Reese nodded. “He told me life had dealt me a crappy hand—a mother who left and a drunk for a father. He made me see that I had a choice. I could either stay angry and eventually end up in the morgue, or I could decide to do something with my life, fill up that emptiness with positive images.” He gave her a jaunty grin. “I may have been wild, but I wasn’t completely stupid. I knew it was time to make some changes.”
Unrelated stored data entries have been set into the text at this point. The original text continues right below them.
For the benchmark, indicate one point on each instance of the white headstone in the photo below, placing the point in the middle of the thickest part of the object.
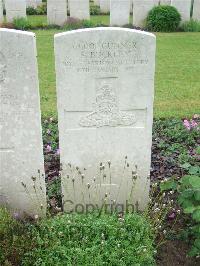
(15, 9)
(141, 9)
(184, 7)
(105, 91)
(80, 9)
(196, 10)
(1, 11)
(104, 6)
(56, 12)
(119, 12)
(22, 182)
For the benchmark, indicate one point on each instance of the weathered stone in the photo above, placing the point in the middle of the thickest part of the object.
(57, 12)
(184, 7)
(196, 10)
(22, 182)
(141, 9)
(105, 90)
(80, 9)
(119, 12)
(15, 9)
(104, 6)
(1, 11)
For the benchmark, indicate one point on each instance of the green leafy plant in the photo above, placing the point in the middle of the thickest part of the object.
(92, 240)
(95, 10)
(31, 11)
(14, 239)
(163, 18)
(188, 188)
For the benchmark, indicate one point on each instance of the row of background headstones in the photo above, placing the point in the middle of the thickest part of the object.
(83, 142)
(119, 9)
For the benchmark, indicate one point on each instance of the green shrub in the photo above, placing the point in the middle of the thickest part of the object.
(31, 11)
(95, 10)
(163, 18)
(41, 10)
(191, 26)
(91, 240)
(21, 24)
(14, 240)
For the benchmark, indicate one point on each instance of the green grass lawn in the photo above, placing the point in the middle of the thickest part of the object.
(177, 79)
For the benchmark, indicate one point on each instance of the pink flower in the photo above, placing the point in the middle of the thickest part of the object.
(186, 124)
(48, 148)
(48, 131)
(196, 116)
(172, 216)
(194, 124)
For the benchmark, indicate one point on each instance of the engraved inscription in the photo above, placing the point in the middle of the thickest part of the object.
(106, 108)
(106, 57)
(3, 68)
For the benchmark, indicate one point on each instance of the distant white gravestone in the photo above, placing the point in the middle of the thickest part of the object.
(104, 6)
(105, 91)
(56, 12)
(119, 12)
(141, 9)
(80, 9)
(196, 10)
(22, 183)
(184, 7)
(15, 9)
(1, 11)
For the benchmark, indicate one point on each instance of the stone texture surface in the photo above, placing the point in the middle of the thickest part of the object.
(57, 12)
(1, 11)
(80, 9)
(21, 152)
(105, 91)
(15, 9)
(119, 12)
(141, 9)
(104, 5)
(183, 6)
(196, 10)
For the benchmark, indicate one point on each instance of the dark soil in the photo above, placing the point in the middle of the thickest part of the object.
(174, 253)
(164, 165)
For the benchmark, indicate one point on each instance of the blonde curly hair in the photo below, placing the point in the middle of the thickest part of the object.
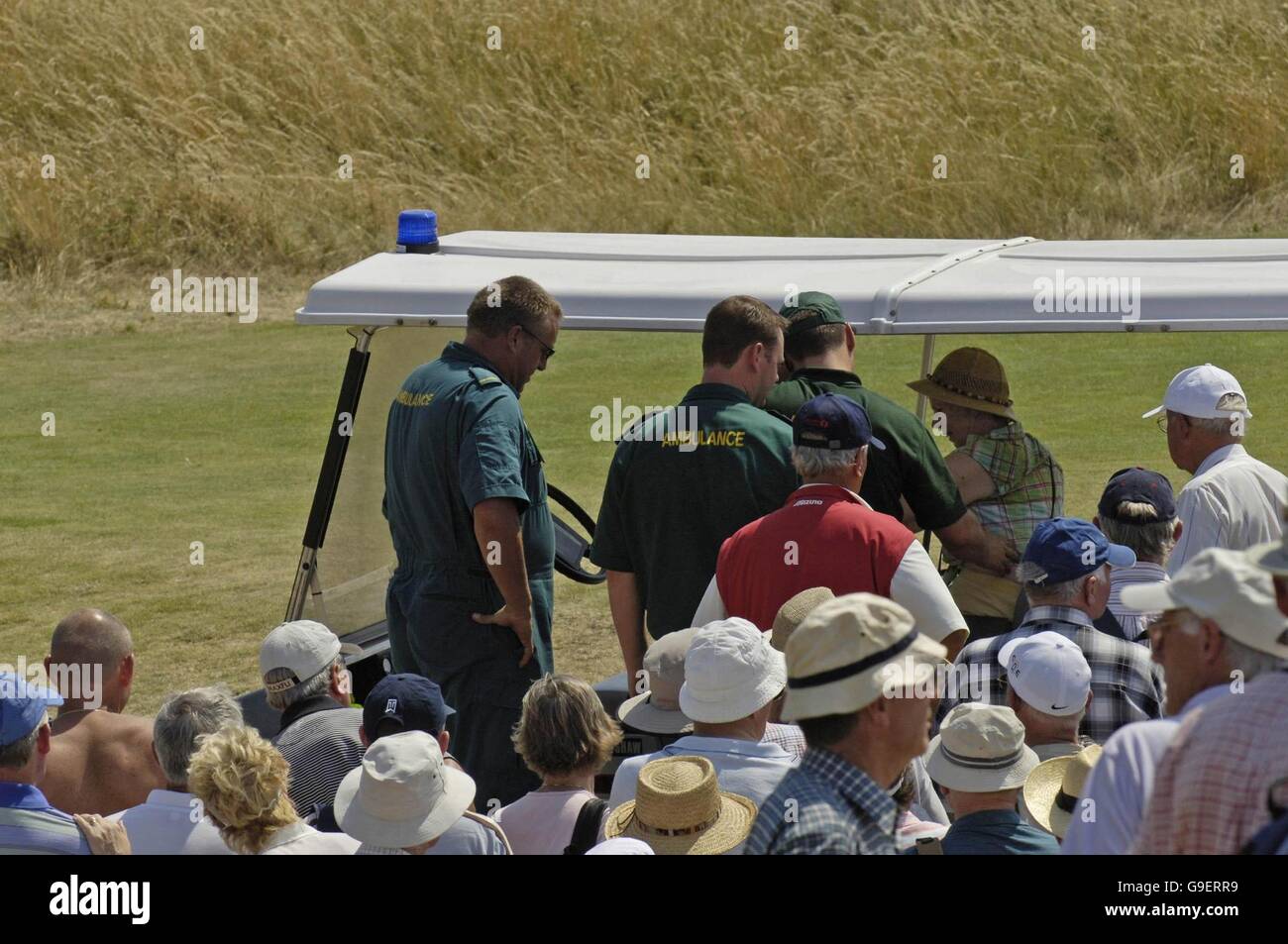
(241, 781)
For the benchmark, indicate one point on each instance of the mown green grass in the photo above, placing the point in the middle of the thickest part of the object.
(214, 433)
(172, 429)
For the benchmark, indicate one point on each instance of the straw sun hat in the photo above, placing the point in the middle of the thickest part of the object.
(679, 810)
(1054, 786)
(970, 377)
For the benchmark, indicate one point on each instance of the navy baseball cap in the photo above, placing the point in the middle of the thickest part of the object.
(1137, 484)
(831, 421)
(412, 700)
(22, 707)
(1064, 549)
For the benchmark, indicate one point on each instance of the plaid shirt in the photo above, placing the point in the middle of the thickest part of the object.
(1210, 790)
(1126, 682)
(1028, 483)
(789, 737)
(825, 806)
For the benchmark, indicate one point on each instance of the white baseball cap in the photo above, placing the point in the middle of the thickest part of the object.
(1048, 673)
(730, 672)
(1227, 587)
(304, 647)
(1206, 393)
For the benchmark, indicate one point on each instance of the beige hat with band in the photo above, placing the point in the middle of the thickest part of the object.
(979, 750)
(849, 652)
(1227, 587)
(1051, 792)
(679, 809)
(794, 612)
(970, 377)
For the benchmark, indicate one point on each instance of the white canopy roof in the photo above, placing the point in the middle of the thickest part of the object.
(644, 282)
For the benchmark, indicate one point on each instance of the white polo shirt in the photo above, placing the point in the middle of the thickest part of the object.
(163, 826)
(1134, 622)
(301, 839)
(748, 768)
(1122, 781)
(1233, 501)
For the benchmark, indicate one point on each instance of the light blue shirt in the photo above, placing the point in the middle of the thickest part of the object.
(1122, 780)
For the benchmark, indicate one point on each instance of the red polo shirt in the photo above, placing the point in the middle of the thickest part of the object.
(824, 536)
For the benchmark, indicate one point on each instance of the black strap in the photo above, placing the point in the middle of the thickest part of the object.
(585, 833)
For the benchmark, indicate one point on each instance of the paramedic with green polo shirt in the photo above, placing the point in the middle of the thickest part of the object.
(471, 601)
(686, 478)
(910, 480)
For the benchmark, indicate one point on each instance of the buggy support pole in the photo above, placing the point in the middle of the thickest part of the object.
(927, 364)
(329, 478)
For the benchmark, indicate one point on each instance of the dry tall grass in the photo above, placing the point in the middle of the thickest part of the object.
(227, 158)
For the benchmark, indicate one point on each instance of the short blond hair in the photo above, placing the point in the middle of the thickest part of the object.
(563, 728)
(241, 781)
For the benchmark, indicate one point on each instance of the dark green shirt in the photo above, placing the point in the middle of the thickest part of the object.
(681, 483)
(997, 832)
(911, 464)
(456, 437)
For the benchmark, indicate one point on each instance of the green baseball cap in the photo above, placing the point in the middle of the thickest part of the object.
(823, 305)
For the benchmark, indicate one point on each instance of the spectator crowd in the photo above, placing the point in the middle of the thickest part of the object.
(814, 682)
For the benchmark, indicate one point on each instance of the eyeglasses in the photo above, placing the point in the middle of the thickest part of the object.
(546, 351)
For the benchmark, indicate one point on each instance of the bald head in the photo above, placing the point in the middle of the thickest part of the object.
(91, 661)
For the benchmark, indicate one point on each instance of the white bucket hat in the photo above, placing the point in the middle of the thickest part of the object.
(849, 652)
(1048, 673)
(303, 647)
(402, 793)
(730, 673)
(980, 749)
(1227, 587)
(657, 710)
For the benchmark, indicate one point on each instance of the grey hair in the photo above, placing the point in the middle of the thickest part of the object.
(1219, 425)
(1056, 594)
(1241, 657)
(811, 462)
(1146, 539)
(185, 717)
(317, 685)
(16, 755)
(1244, 659)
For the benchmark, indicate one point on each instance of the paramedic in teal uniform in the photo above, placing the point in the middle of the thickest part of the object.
(472, 599)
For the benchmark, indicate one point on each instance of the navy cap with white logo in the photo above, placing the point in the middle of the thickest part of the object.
(410, 702)
(831, 421)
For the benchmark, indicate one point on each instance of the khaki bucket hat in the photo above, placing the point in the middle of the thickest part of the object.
(970, 377)
(1054, 786)
(681, 810)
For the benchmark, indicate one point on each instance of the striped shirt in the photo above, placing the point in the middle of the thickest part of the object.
(320, 741)
(1211, 787)
(30, 826)
(1126, 682)
(825, 806)
(1133, 622)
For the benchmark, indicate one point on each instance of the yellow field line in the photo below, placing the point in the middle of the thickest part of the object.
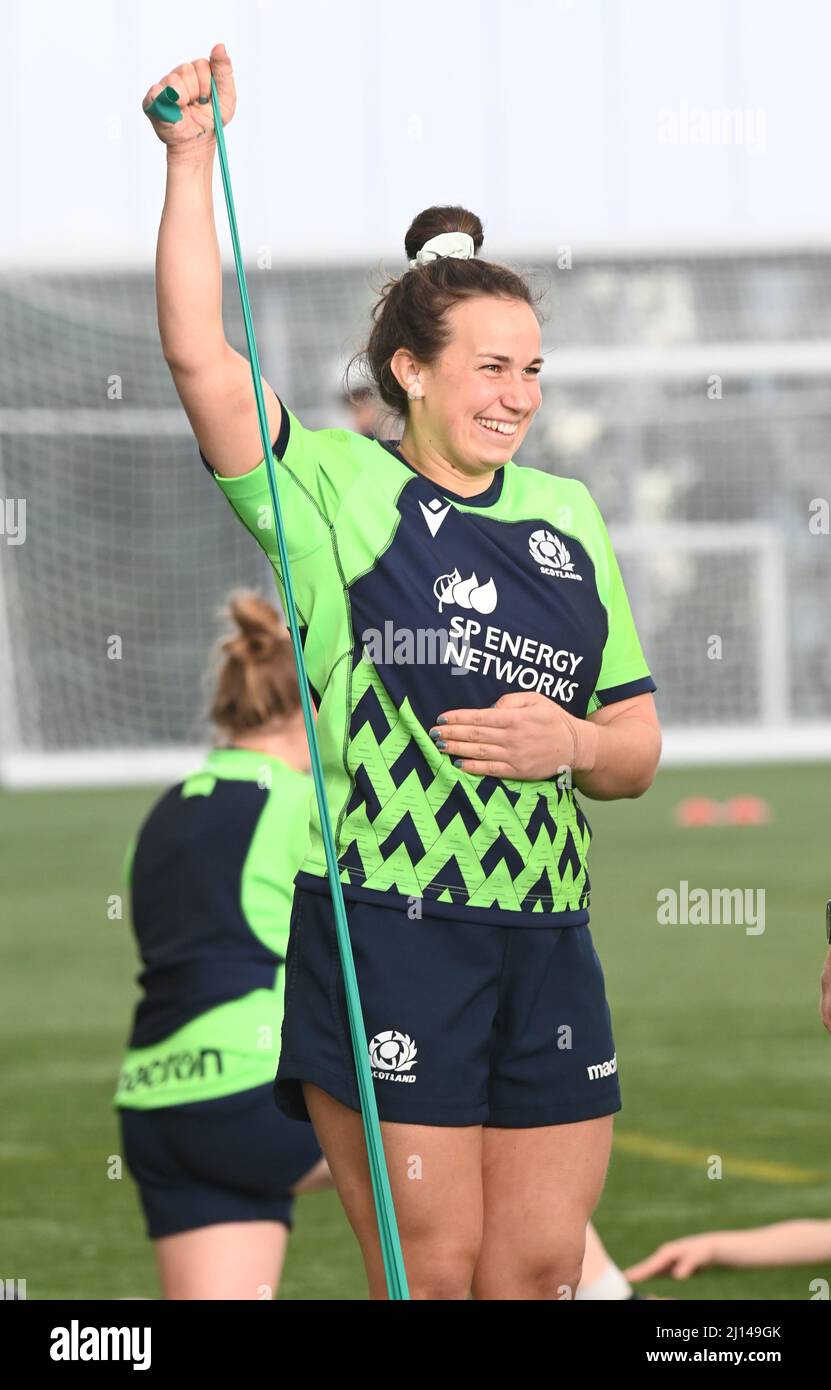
(688, 1157)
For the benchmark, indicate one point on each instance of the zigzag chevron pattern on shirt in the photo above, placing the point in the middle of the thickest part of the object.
(417, 826)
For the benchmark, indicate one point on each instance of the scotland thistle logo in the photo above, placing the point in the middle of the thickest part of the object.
(552, 555)
(392, 1055)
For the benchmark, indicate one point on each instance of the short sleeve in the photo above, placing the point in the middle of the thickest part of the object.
(313, 470)
(623, 670)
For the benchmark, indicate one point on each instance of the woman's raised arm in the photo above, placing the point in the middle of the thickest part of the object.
(213, 380)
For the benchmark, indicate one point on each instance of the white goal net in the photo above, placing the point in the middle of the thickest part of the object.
(692, 398)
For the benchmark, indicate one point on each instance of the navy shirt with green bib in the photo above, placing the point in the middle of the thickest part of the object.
(210, 876)
(413, 601)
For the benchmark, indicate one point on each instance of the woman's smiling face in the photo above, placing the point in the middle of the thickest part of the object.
(489, 371)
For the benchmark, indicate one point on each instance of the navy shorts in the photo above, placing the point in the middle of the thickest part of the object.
(466, 1023)
(229, 1159)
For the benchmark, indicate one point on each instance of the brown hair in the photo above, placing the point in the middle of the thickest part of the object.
(412, 309)
(256, 680)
He started walking once again and Sarah hurried to catch up with him. “I spent a lot of time hating this town. I blamed it for my mother leaving, for my dad’s drinking. I figured if we’d lived any other place in the world, things would have been different. While I was recuperating, I did a lot of thinking and realized the problem wasn’t Clay Creek, it was me. It was time to stop trying to run away from this town and learn to live in it.”
“I’m glad for you, Reese.” And she was. Despite her own disappointments and disillusionment, despite the fact that he couldn’t change the circumstances that had forced her to leave Clay Creek or offer her any hope for the future, she was glad that he had found his own personal sense of peace. It seemed only fair that at least one of them find a modicum of happiness.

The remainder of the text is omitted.